Warum Musik machen und bei jedem Wetter mittwochs zum Proberaum fahren, wenn Familien, Konten, soziale Engagements, Bildung etc. doch noch viel mehr Aufmerksamkeit bräuchten – die wirklich wichtigen Dinge.

Cover Leipziger Zeitung Nr. 120, VÖ 22.12.2023. Foto: LZ

Doch scheinbar flüchten wir und machen simple Unterhaltung für unser Publikum, das ebenfalls zu flüchten scheint: Abends weggehen, ein Getränk in der Hand und hüpfend Alltag und Sorgen für ein bis zwei Stunden vergessen. Freunde treffen und nicht über die Grausamkeiten in den Nachrichten oder im Büro nachdenken.
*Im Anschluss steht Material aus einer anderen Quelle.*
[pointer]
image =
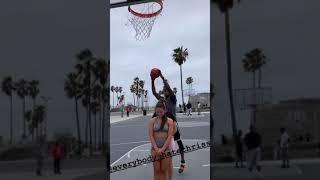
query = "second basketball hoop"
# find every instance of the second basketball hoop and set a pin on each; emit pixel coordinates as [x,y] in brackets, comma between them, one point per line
[143,16]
Unser Projekt ist aber auch mehr als ein Ausgleich für die Alltage von uns und dem Publikum. Die Band ist nach über neun Jahren wie eine Familie geworden, die gemeinschaftlichen Erlebnisse sind zahlreich und wir kennen uns alle in- und auswendig, wir stützen uns, sind füreinander da. Dazu kommt die Bedeutung der Musik für uns. Und alles, was damit noch zusammenhängt: Die Musik ist eine Kunst, die erinnert, anregt, Fragen stellt, aufmerksam macht.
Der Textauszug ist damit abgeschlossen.